You’ll be finding out soon enough, girl, she told herself grimly. But even if he dashed off a response the instant Reprise got there with O’Shaughnessy, it couldn’t get back here for another T-week. And one thing Solly bureaucrats aren’t is impetuous about putting their necks on any potential chopping blocks. So even if he didn’t have a thing to do with anything that’s happened — however unlikely that is — I doubt he’s going to have been a lot faster out of the blocks than Roelas y Valiente was.

She remembered the old proverb that said “Sufficient unto the day is the evil thereof.” It was remarkably little comfort at the moment. She had absolute confidence in her command’s ability to defeat any attack Frontier Fleet might launch against Spindle. They’d have to transfer in scores of additional battlecruisers if they hoped to have any chance against her own Nikes, Saganami-Cs, Enderby’s CLACs, and the flatpack missile pods aboard her ammunition ships. In fact, she doubted Frontier Fleet had enough battlecruisers anywhere this side of Sol itself to take Spindle, even if they could send every one of them to call on her, and battlecruisers were the heaviest ships Frontier Fleet had. But Battle Fleet was another matter, and if the New Tuscans had been right about Solly superdreadnoughts at McIntosh. . . .
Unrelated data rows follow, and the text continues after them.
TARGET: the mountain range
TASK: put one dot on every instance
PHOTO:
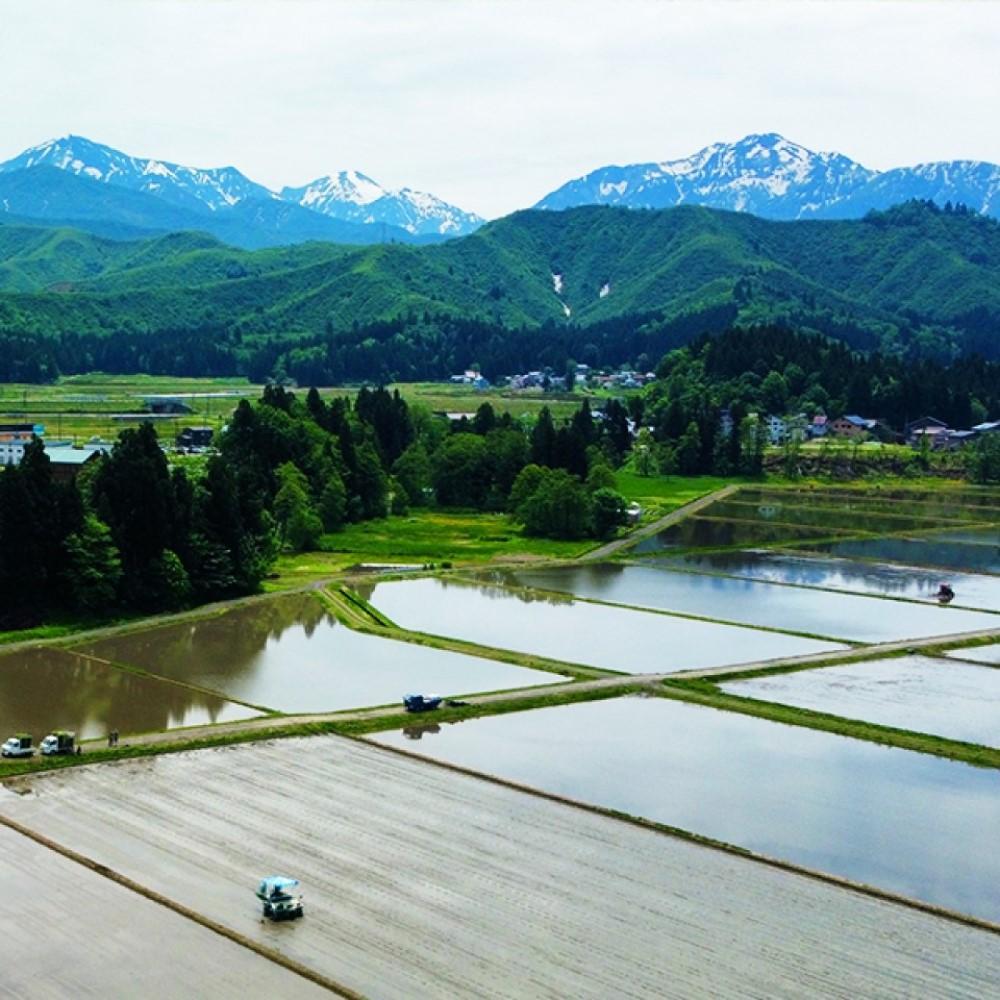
(105, 191)
(74, 181)
(603, 284)
(775, 178)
She gave an internal headshake and scolded herself once again. If there were Solly ships-of-the-wall in the vicinity, she’d just have to deal with that when she got confirmation. Which, of course, was one reason she’d assigned Oversteegen to defend against Mark 23s. She might relent and pull Apollo back out of the equation, but she doubted it, because the purpose wasn’t really to smack Michael, no matter how much he deserved it for being such a smartass. And no matter how much she would enjoy doing exactly that, for that matter.

No, the purpose was to force one of the best tacticians she knew to pull out all the stops in defense of the Spindle System. Seeing how well her own staff did against a truly capable Mark 23-equipped opponent would have been desirable enough in its own right, yet that was actually secondary, as far as she was concerned. She was confident of her own tactical ability, but there was always something new for even the best tactician to learn, and Michelle Henke had never been too proud to admit that. She’d be watching Rear Admiral Oversteegen closely, and not just to evaluate his performance. If he came up with something that suggested tactical wrinkles to her, she’d pounce on them in a heartbeat, because she might need them altogether too soon . . . and badly.